I did a small photo shoot the other night wearing my friend Chris’ clothes. Chris Powell is a friend from high school and the founder of Unique Legacy. Chris always had hustle back in the day, always selling clothes or something. I was a bit more reserved but I always observed what he did and respected it. Plus we played basketball and stuff together often so that’s where the friendship came from.

After leaving school Chris and I lost contact because he headed overseas to serve in the armed forces and I was here at home performing my less risky services. At some point one year we crossed paths at Prince Georges Plaza mall and Chris had some of his face peeled off and that’s when he explained to me that he had been fighting in the war. My respect for him shot through the roof and we exhchanged numbers and vowed to keep in touch.

After the mall meeting, Chris began to keep up with what I was doing and for some reason looks to me as a source of inspiration as he now has started his Unique Legacy brand which houses several businesses including the clothing, community work and a Media & Entertainment group. Chris definitely doesn’t lack in ambition and we often meet up when our schedules allow it to trade stories and notes from books we’ve read.

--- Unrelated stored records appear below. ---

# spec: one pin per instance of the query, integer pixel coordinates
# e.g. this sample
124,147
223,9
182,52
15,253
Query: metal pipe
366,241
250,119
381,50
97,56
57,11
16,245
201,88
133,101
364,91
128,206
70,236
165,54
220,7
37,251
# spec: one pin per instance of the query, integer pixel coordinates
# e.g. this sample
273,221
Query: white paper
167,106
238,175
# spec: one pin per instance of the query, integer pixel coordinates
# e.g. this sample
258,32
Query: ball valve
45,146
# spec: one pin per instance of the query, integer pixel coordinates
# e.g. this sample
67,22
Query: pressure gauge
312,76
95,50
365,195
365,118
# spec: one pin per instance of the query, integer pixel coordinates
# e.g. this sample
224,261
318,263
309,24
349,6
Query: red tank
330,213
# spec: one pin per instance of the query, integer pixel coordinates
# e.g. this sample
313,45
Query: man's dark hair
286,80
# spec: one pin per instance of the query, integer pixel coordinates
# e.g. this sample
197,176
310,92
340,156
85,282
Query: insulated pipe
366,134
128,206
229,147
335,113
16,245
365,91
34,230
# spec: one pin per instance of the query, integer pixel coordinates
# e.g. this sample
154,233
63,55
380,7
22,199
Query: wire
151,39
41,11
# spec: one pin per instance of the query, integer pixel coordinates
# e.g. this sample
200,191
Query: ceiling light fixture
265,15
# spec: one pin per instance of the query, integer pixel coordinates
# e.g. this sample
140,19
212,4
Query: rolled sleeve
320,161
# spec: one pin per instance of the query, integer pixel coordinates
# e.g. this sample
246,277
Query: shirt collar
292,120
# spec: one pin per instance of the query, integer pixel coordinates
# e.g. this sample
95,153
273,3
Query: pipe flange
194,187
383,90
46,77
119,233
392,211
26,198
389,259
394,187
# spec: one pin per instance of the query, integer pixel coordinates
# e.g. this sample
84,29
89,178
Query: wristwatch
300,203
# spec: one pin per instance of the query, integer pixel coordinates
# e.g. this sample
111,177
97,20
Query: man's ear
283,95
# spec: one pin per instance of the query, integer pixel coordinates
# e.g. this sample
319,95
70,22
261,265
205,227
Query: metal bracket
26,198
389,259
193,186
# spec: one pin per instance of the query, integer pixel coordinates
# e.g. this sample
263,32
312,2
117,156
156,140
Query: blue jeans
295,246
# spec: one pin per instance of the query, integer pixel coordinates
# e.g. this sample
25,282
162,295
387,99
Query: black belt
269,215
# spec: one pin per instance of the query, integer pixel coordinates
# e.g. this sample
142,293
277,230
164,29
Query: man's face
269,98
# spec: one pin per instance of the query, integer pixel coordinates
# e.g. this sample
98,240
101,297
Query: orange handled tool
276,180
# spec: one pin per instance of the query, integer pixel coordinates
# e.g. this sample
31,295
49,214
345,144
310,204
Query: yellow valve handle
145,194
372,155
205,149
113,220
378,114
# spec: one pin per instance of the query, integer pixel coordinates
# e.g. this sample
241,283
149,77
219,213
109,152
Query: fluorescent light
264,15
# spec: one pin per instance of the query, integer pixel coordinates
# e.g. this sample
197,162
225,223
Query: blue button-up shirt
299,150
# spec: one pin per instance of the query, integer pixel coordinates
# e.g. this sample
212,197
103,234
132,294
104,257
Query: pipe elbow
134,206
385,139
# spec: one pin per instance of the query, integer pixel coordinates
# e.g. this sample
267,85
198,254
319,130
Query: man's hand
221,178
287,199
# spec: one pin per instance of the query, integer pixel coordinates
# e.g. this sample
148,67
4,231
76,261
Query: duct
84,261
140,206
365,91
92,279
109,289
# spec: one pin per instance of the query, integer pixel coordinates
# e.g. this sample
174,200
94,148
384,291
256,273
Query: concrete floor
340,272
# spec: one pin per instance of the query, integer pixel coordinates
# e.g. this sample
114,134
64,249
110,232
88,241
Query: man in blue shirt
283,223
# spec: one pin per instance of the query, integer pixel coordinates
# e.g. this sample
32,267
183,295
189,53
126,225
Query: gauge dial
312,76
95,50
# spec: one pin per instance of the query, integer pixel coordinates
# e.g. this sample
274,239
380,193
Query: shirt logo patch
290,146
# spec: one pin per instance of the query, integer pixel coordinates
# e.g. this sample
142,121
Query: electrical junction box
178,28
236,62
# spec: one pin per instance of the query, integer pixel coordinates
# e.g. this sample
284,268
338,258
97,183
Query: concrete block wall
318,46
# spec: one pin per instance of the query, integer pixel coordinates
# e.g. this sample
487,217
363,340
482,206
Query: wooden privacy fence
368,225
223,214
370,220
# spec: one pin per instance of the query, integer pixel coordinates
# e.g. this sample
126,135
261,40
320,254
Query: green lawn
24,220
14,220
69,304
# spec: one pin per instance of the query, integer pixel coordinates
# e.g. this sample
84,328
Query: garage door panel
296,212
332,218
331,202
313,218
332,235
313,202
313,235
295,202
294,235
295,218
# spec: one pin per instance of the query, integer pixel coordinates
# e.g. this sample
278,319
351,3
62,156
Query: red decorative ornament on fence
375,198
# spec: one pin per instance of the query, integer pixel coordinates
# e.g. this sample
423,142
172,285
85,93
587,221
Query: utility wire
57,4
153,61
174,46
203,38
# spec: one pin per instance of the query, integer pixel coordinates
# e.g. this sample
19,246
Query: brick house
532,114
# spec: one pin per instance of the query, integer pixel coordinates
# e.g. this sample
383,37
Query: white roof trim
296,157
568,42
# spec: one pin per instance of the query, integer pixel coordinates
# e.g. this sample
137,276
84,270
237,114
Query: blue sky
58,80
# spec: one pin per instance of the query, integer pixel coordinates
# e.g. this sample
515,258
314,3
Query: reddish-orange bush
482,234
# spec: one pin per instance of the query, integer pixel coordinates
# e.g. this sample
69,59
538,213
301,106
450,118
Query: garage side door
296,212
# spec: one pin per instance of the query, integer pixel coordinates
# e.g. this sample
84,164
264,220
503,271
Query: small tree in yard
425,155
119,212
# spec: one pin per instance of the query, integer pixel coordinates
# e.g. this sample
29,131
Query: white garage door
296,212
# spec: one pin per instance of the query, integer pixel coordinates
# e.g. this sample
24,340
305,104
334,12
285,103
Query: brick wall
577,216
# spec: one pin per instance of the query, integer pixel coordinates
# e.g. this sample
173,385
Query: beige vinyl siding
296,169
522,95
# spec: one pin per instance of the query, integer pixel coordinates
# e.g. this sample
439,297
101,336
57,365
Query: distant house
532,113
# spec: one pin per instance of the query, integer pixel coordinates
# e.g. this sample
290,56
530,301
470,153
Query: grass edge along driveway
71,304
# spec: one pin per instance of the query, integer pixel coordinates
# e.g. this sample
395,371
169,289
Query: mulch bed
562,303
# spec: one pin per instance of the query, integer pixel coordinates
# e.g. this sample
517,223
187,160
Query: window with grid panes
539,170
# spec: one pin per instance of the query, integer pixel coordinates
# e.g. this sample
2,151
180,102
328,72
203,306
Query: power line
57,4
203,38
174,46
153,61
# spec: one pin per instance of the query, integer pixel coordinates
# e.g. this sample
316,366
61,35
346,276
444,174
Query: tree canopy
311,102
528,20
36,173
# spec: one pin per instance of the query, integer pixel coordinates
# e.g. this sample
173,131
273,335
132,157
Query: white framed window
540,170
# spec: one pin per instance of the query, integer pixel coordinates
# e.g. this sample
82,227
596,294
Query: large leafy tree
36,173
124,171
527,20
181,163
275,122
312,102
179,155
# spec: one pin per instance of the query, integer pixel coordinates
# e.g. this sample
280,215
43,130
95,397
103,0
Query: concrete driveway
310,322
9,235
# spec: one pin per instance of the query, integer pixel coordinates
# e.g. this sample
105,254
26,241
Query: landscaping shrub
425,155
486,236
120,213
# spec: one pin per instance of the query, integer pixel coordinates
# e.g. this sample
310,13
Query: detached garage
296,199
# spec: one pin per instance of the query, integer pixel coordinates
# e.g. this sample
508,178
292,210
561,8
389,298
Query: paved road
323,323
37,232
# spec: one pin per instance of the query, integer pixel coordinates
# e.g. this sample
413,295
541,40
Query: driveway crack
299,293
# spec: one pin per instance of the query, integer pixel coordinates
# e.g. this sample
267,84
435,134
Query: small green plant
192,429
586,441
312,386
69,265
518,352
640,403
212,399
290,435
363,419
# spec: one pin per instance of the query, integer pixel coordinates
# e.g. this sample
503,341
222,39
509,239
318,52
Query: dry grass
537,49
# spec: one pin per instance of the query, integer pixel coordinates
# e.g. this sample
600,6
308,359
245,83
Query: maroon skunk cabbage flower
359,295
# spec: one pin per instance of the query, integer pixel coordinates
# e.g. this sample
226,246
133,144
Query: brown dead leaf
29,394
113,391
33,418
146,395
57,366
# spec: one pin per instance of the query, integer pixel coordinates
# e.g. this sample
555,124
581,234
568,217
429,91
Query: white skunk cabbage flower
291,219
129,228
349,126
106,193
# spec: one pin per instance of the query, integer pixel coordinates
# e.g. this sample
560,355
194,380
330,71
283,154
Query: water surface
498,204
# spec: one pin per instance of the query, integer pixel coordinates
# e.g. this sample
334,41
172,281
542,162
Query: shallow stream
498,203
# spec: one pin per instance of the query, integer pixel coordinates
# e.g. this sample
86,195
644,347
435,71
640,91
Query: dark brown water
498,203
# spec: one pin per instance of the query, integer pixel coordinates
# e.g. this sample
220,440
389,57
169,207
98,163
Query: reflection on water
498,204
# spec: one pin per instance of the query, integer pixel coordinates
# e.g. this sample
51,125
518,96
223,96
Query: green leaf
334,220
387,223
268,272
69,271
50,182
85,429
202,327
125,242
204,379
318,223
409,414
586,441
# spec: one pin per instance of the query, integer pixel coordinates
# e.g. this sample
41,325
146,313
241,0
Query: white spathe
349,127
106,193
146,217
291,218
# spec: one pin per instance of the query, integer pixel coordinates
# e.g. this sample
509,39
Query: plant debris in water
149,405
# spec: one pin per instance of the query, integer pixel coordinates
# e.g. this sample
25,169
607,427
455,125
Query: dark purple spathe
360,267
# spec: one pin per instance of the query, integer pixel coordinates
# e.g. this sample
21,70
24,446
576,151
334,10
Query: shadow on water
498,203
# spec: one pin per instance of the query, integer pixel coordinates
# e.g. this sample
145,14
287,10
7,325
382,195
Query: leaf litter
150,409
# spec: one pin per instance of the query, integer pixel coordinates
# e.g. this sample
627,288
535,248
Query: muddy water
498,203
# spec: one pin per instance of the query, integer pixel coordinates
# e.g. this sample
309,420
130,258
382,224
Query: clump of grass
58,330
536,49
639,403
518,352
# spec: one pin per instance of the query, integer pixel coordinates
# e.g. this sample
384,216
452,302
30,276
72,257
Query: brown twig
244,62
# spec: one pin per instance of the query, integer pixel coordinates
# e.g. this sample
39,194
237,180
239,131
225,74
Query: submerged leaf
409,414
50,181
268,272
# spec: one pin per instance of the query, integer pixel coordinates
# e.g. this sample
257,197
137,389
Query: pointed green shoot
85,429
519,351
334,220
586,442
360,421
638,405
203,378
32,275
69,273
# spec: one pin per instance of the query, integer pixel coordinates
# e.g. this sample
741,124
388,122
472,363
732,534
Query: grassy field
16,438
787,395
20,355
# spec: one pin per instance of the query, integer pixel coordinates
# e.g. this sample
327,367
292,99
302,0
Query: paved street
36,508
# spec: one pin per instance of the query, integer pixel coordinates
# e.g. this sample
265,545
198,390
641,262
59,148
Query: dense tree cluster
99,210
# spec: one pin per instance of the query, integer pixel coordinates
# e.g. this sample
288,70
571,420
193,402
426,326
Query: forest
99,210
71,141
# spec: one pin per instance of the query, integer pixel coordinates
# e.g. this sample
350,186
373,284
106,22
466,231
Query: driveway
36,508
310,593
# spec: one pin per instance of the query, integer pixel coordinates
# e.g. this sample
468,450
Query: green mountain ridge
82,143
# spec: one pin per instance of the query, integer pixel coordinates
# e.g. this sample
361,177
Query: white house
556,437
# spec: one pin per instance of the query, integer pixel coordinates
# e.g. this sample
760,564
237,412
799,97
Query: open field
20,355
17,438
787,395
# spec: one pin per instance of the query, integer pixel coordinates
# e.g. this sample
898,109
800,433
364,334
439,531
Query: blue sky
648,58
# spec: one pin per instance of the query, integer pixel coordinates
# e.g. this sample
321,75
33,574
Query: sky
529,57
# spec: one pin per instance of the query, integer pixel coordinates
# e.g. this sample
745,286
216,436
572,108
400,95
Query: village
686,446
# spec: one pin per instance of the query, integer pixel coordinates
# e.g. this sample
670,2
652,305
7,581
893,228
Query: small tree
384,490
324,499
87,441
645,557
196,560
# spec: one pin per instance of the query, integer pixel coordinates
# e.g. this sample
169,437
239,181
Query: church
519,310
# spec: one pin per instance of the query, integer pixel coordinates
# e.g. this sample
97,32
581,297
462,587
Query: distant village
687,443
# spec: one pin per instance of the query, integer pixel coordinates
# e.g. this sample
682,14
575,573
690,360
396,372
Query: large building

The reason I’m so interested in Unique Legacy is because it’s from home and it’s positive. If you know anything about DC and PG culture, we had a bunch of street clothing lines in the 90′s and early 2000′s from Shooters to Hobo and many more. Problem is most of them used to be too expensive and the clothes were cut just for the streets of DC and PG. Now it looks like Chris is taking that inspiration and designing it for fashion ave. My number one rule for marketing or selling anything is that I have to like it and believe in it. I like and believe in this stuff. Feels good, looks good and comes from a good place. Those are all the ingredients you need to be successful.

So maybe not today or tomorrow but one day if you wanna add to your clothing arsenal and support a fellow DC area hustler who served our country and is now looking to do something positive in the community, I suggest you get your Unique Legacy on.